Montascale e piattaforme elevatrici sono ausili per disabili oggi abbastanza diffusi, grazie anche ai bonus che lo stato garantisce sia ai soggetti affetti da disabilità, sia a coloro che intendono abbattere le barriere architettoniche all’interno della loro abitazione, nei condomini o nei luoghi di pubblico accesso. Stiamo parlando di ausili simili tra loro, ma che però presentano numerose differenze, la prima riguarda il tipo di dislivello da superare.
Meglio un montascale o una piattaforma elevatrice?
I due tipi di ausilio sono simili, ma non identici, lo dichiara anche il loro nome. Come possiamo trovare chiaramente spiegato sul sito centaurusreteitalia.it, il montascale consente a una persona a ridotta mobilità di superare una rampa di scale, mentre la piattaforma elevatrice si muove in verticale, per superare un dislivello come ad esempio un intero piano. Quindi stiamo parlando di due piattaforme motorizzate, la prima ha però un movimento in trasversale, che segue l’andamento delle scale; la seconda invece ha un movimento totalmente verticale. La scelta quindi dipende dal tipo di dislivello che si deve superare e dalla situazione abitativa in cui installare l’ausilio.

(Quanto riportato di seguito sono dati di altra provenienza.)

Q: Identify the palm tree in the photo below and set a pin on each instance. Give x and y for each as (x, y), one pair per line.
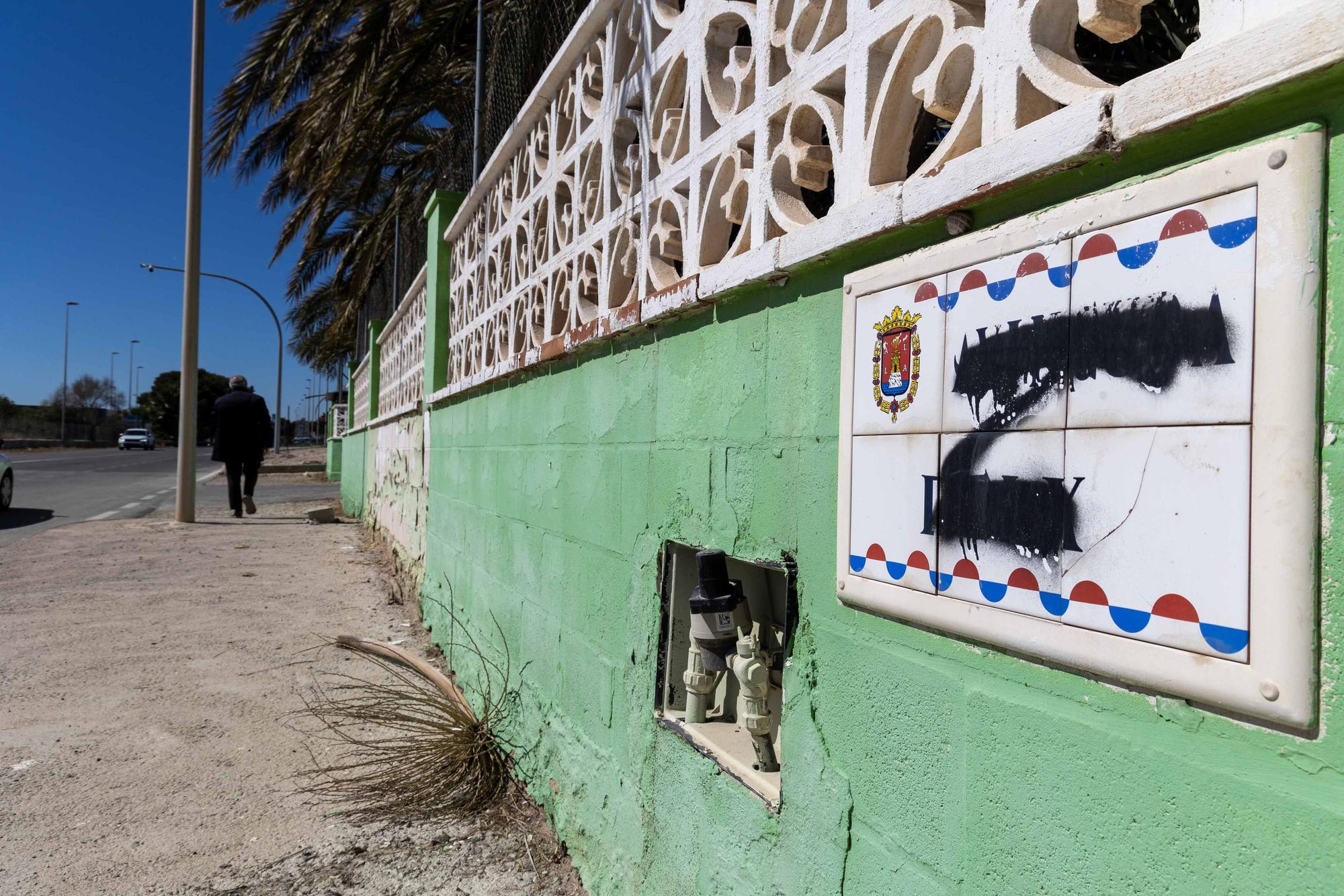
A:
(358, 109)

Quando si utilizza il montascale
Il montascale si utilizza quando la rampa di scale presenta una quantità di spazio sufficiente al posizionamento di questo tipo di ausilio. Per superare comodamente delle scale molto strette, o con andamento tortuoso, di solito si preferiscono i montascale a poltroncina, particolarmente adatti per gli anziani. Si tratta di piccole poltrone motorizzate, assicurate al corrimano della scala, che possono essere comandate direttamente da chi vi si è accomodato sopra. Questo consente di raggiungere senza problemi i pani inferiori o superiori di un’abitazione, anche privata, senza alcuna fatica. In vani scale più ampi si preferiscono i montascale a pedana, che permettono di sollevare un’intera sedia a rotelle. Per installarli è ovviamente necessario avere sufficiente spazio sulla scala perché la pedana la segua tutta.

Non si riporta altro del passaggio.